A arquitetura da transparência

A ascensão do armazenamento visível reflete uma mudança na relação entre o público e o museu. Ao projetar edifícios onde caixotes e estantes fazem parte da experiência estética, instituições como o V&A buscam desmistificar o processo de conservação. A leitura editorial aqui é que essa abertura tenta remover a "autoridade" da curadoria, permitindo que o visitante encontre os objetos sem a mediação direta de uma narrativa imposta. É uma tentativa de oferecer uma experiência mais autêntica, livre do que Walter Benjamin descreveu como o tédio ordenado das coleções tradicionais.

Entretanto, a neutralidade desse encontro é frequentemente ilusória. Ao expor o depósito, o museu ainda exerce controle, declarando tanto a vastidão de suas posses quanto sua pretensa generosidade. A antologia sugere que o armazenamento, por definição, requer contexto; sem ele, o objeto torna-se uma mercadoria visual, perdendo a conexão histórica que a pesquisa curatorial deveria fornecer. O risco é que a transparência se torne um fim em si mesma, ignorando a complexidade do que está sendo guardado.

Performance e o peso do passado

O debate sobre o armazenamento aberto ganha contornos éticos urgentes quando confrontado com a origem das coleções. Muitos itens mantidos em reserva foram adquiridos em contextos de violência colonial, tornando a exibição desses objetos uma questão sensível. A arquiteta Carroll Go-Sam, em sua contribuição para o livro, destaca a complexidade de criar espaços de descanso para restos ancestrais indígenas, apontando que a arquitetura, por si só, não é capaz de reconciliar danos históricos passados ou a falta de procedência clara.

Críticos como Deyan Sudjic, ex-diretor do Design Museum, descrevem as novas instalações de armazenamento como "altamente performativas". A preocupação é que o museu utilize a estética do depósito para validar sua própria existência e volume de acervo, desviando a atenção da necessidade de repatriação ou de uma curadoria mais crítica.
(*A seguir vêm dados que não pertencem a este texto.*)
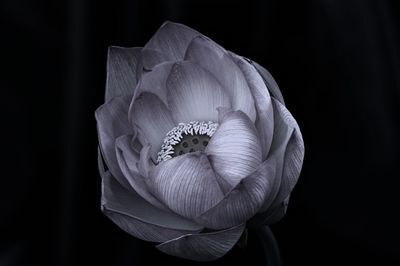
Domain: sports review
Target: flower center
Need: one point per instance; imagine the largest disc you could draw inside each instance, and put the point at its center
(186, 138)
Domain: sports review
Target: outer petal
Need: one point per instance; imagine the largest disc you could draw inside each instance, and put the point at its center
(194, 94)
(112, 122)
(151, 58)
(153, 119)
(172, 39)
(128, 160)
(203, 246)
(155, 81)
(288, 150)
(186, 184)
(265, 114)
(269, 81)
(243, 201)
(139, 218)
(123, 67)
(234, 149)
(216, 60)
(293, 156)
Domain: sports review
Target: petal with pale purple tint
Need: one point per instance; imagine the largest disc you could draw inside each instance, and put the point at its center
(138, 217)
(154, 120)
(128, 160)
(203, 246)
(123, 67)
(243, 201)
(270, 82)
(186, 184)
(155, 81)
(288, 150)
(172, 39)
(194, 94)
(112, 122)
(234, 150)
(152, 58)
(216, 60)
(262, 98)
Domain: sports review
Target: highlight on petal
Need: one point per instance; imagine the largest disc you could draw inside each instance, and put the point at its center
(152, 58)
(235, 150)
(112, 122)
(288, 150)
(194, 94)
(138, 217)
(269, 81)
(203, 246)
(123, 69)
(262, 98)
(216, 60)
(186, 184)
(151, 116)
(243, 202)
(128, 160)
(172, 39)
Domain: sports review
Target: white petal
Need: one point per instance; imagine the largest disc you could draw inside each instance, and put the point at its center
(194, 94)
(186, 184)
(152, 58)
(128, 160)
(123, 68)
(203, 246)
(153, 119)
(138, 217)
(234, 150)
(172, 39)
(270, 82)
(217, 61)
(265, 113)
(155, 81)
(112, 122)
(244, 201)
(288, 150)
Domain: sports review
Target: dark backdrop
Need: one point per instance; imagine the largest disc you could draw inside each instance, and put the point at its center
(338, 66)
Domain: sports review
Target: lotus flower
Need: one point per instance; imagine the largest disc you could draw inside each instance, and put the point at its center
(196, 141)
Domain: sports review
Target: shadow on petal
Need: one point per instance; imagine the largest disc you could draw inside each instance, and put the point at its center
(203, 246)
(243, 201)
(112, 122)
(123, 69)
(138, 217)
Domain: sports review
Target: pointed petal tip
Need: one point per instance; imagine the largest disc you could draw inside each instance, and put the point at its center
(203, 247)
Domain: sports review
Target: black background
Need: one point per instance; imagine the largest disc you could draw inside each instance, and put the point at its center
(338, 66)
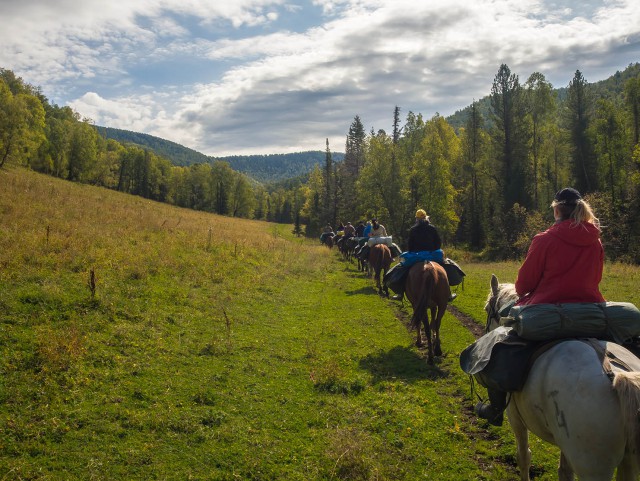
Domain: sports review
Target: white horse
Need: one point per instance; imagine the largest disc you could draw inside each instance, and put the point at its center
(570, 401)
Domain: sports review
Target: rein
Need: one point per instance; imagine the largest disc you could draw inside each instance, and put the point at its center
(492, 313)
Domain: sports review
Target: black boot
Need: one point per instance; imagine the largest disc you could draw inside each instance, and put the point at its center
(493, 412)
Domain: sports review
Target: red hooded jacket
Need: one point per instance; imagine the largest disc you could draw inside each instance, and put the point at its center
(564, 264)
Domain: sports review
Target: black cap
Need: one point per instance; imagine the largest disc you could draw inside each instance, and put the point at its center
(568, 196)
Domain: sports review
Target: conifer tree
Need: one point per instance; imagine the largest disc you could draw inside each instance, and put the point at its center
(578, 118)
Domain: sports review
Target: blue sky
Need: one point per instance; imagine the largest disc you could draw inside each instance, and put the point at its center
(275, 76)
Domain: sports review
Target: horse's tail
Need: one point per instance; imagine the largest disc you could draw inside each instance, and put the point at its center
(627, 387)
(420, 311)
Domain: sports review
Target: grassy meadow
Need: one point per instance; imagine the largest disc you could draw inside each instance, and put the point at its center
(140, 341)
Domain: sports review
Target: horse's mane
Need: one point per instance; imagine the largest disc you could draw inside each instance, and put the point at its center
(506, 294)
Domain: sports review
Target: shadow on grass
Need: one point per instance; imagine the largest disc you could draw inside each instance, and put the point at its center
(363, 290)
(401, 363)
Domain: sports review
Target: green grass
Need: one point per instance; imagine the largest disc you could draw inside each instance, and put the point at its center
(221, 349)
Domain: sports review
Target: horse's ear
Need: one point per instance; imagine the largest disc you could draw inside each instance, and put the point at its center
(494, 284)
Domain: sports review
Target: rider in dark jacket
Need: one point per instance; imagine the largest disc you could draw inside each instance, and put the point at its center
(423, 236)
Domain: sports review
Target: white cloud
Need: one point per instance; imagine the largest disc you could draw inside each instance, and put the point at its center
(242, 76)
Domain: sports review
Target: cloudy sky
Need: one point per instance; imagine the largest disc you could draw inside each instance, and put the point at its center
(228, 77)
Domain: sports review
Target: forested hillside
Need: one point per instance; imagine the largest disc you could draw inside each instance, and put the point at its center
(486, 176)
(176, 153)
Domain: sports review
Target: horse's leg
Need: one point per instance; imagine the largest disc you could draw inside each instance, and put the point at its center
(418, 322)
(436, 315)
(427, 334)
(378, 283)
(522, 441)
(565, 471)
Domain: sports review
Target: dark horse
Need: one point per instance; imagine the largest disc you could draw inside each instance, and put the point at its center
(380, 261)
(427, 288)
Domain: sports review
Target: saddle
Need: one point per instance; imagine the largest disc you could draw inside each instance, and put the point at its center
(501, 359)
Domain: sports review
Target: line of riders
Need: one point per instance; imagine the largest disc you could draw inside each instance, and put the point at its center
(423, 244)
(563, 269)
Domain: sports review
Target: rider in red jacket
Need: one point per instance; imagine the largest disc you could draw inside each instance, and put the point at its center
(564, 264)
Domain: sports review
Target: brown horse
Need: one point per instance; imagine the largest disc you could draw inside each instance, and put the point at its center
(427, 288)
(380, 261)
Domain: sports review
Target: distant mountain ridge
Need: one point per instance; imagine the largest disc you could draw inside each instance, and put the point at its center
(279, 167)
(263, 168)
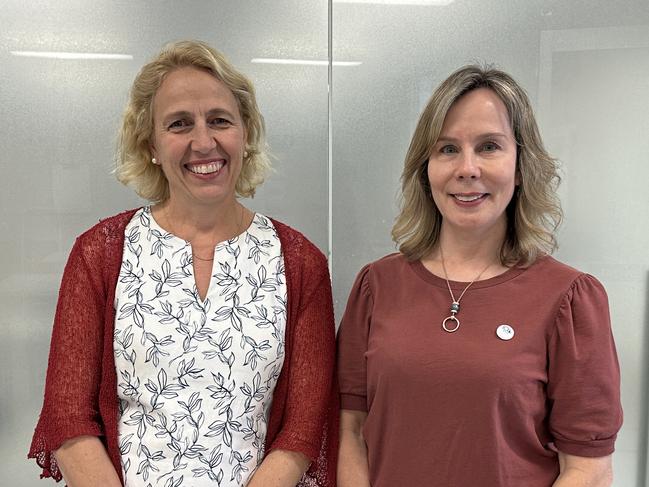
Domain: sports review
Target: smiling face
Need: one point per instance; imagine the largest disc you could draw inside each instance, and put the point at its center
(198, 138)
(472, 167)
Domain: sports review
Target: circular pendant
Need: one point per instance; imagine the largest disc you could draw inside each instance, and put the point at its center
(505, 332)
(451, 318)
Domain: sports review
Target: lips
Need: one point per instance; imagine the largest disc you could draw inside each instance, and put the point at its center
(469, 197)
(211, 167)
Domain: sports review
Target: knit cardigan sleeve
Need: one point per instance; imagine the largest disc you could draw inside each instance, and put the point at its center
(307, 392)
(70, 406)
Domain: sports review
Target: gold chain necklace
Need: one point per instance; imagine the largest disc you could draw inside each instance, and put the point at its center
(194, 254)
(455, 305)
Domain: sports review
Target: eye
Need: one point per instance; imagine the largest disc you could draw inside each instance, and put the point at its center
(178, 125)
(220, 122)
(448, 149)
(490, 147)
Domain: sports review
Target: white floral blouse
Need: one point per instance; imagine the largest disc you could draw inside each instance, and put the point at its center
(196, 378)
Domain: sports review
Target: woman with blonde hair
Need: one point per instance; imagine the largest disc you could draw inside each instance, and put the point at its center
(193, 342)
(471, 356)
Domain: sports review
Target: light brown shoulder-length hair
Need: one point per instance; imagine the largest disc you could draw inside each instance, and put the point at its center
(533, 214)
(133, 162)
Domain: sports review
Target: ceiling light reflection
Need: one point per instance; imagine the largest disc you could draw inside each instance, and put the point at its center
(303, 62)
(438, 3)
(72, 55)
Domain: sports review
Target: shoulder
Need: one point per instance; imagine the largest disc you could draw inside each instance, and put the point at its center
(297, 248)
(108, 228)
(104, 239)
(390, 266)
(572, 283)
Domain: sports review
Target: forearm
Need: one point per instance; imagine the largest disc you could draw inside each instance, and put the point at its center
(584, 472)
(280, 468)
(353, 470)
(84, 462)
(577, 478)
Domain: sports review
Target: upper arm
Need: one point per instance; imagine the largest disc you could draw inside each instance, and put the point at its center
(583, 373)
(311, 367)
(352, 344)
(70, 407)
(352, 421)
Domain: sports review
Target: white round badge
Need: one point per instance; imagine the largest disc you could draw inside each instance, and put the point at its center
(505, 332)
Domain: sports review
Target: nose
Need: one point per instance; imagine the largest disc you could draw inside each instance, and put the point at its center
(203, 140)
(468, 166)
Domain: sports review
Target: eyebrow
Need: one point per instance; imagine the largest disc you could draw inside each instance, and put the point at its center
(488, 135)
(185, 114)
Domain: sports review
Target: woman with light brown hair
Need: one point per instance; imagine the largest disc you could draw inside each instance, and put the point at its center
(193, 342)
(471, 356)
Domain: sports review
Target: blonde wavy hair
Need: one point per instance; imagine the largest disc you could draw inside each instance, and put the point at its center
(533, 214)
(133, 162)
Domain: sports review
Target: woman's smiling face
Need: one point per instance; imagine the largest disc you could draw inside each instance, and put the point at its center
(198, 138)
(472, 167)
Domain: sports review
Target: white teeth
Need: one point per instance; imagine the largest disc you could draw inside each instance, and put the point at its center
(210, 168)
(467, 198)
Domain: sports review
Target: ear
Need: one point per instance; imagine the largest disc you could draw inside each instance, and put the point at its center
(152, 149)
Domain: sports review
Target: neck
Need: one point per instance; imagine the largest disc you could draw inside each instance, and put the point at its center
(202, 225)
(467, 253)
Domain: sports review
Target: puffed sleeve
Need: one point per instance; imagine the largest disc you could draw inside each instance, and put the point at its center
(70, 406)
(352, 344)
(584, 375)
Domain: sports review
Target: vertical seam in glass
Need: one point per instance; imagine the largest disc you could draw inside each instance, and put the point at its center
(330, 137)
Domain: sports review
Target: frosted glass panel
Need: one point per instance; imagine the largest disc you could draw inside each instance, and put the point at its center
(585, 66)
(56, 150)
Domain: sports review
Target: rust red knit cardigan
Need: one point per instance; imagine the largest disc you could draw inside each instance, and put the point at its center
(81, 384)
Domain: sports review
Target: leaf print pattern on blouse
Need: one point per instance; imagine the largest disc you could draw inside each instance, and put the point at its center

O "open storage" corre o risco de ser uma fachada para manter o status quo da acumulação, em vez de enfrentar as tensões inerentes à posse de objetos de culturas alheias.

O custo da preservação digital

O paradoxo da preservação atinge seu ápice quando a própria existência de uma cultura é ameaçada. A antologia aponta o caso de Tuvalu, nação insular que busca se tornar a primeira "nação digital" enquanto enfrenta o aumento do nível do mar. A tentativa de arquivar uma cultura inteira em servidores remotos, que dependem de energia intensiva e, ironicamente, contribuem para as mudanças climáticas que ameaçam o país, ilustra o custo oculto do armazenamento. É o custo da sobrevivência cultural medido em bits e eletricidade.

Essa dinâmica nos força a considerar o que perdemos ao tentar salvar tudo. Se a arca de Noé foi o arquétipo da coleção, o dilúvio é o lembrete constante da finitude. A questão central não é apenas como exibir o que temos, mas por que insistimos em acumular tanto em um mundo onde a preservação, seja física ou digital, exige recursos cada vez mais escassos e impactantes.

Perspectivas e incertezas

O futuro dos museus parece dividido entre a necessidade de transparência e a responsabilidade ética sobre o que, de fato, deve ser mantido sob tutela. O modelo de "open storage" continuará a ser testado, mas sua viabilidade como solução duradoura permanece em aberto. Observar como as instituições equilibram a espetacularização de seus depósitos com a necessidade de curadoria profunda será fundamental para entender se estamos caminhando para uma democratização real ou apenas para uma nova forma de ostentação.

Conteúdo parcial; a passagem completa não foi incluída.